El presidente Martín Vizcarra indicó que la pena de muerte para asesinos y violadores de mujeres se debe "evaluar", a fin de determinar si es una medida disuasiva | Foto: GEC
El presidente Martín Vizcarra indicó que la pena de muerte para asesinos y violadores de mujeres se debe "evaluar", a fin de determinar si es una medida disuasiva | Foto: GEC
Pedro Ortiz Bisso

El desastre del primer alanismo, el azote del terrorismo y el ‘fujishock’ fueron caldo de cultivo para la epidemia del cólera que sacudió nuestro país en 1991. En pleno verano, apenas dos meses después de que se conocieran los primeros casos, todos los departamentos, a excepción del Cusco, ya registraban al menos un infectado con el ‘Vibrio cholerae’. Al final del año, alrededor de 320.000 personas habían enfermado; cerca de 3.000 no lograron sobrevivir.

Mientras eso sucedía, una noticia empezó a robarle notoriedad a la epidemia: en una humilde vivienda de Carmen de la Legua, una efigie de yeso de la Virgen de Fátima había empezado a llorar. Eso es lo que decía su dueña, una anciana que había adquirido la estatuilla años atrás cerca a Las Nazarenas. Pronto, la casita de la calle Hurtado de Mendoza se convirtió en un multitudinario centro de peregrinación. Como era de esperarse, el entonces presidente Alberto Fujimori apareció por la casa para orar ante la virgen y llevarle flores. “Pidió que nos ayude a salir de la crisis”, informaron los medios al día siguiente.

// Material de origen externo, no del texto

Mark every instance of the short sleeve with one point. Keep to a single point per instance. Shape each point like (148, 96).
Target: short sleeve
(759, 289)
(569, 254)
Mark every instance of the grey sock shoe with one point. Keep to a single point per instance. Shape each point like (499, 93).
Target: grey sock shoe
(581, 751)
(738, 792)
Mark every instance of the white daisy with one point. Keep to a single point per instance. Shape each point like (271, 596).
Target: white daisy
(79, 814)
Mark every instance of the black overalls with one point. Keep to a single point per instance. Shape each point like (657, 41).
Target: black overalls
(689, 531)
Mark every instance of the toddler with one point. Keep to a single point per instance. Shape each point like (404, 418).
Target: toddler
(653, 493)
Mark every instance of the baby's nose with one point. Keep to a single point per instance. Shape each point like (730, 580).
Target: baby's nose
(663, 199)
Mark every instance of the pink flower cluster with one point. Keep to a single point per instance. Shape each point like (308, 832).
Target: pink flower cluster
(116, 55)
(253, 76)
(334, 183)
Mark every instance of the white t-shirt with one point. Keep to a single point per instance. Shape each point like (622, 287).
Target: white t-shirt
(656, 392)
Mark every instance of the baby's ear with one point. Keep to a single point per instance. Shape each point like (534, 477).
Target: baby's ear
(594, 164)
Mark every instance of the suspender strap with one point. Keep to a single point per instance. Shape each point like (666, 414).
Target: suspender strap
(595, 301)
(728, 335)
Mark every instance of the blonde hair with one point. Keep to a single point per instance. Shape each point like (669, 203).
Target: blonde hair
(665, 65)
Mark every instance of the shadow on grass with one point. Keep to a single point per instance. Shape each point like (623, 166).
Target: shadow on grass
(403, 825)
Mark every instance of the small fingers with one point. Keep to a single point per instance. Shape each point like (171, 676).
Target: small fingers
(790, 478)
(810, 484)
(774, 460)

En paralelo, un charlatán brasileño que decía tener poderes para sanar males incurables atrajo a miles de personas a un consultorio improvisado en Miraflores y luego otro en Pueblo Libre. La popularidad de Joao Teixeira de Faria alcanzó tal dimensión que visitó Palacio de Gobierno para reunirse con Fujimori y ‘curarlo’ de una luxación en un dedo de la mano derecha. El mandatario declararía luego que gracias al “poder” del brasileño había podido mover su mano.

Sobra decir que dichos ‘milagros’ hicieron que el cólera empezara a perder espacio en la cobertura noticiosa y en las conversaciones de la gente. Fueron dos perfectas cortinas de humo que le permitieron un alivio al gobierno ante la crisis.

No existe evidencia de que en el actual gobierno existan un Vladimiro Montesinos o un Segisfredo Luza, las mentes que, se dice, habrían estado detrás de estas historias. En realidad no las necesita. Basta la infinita capacidad del señor Vizcarra para subirse a la ola de los temas de mayor popularidad. Pese a lo que señalan la Constitución, los tratados internacionales y la tendencia en el resto del mundo para su abolición, el presidente bajo el argumento de que es una medida a evaluar para reducir la violencia contra la mujer.

Además del COVID-19, hay otro virus por combatir llamado populismo. Uno de los contagiados es el presidente. Y no se quiere curar.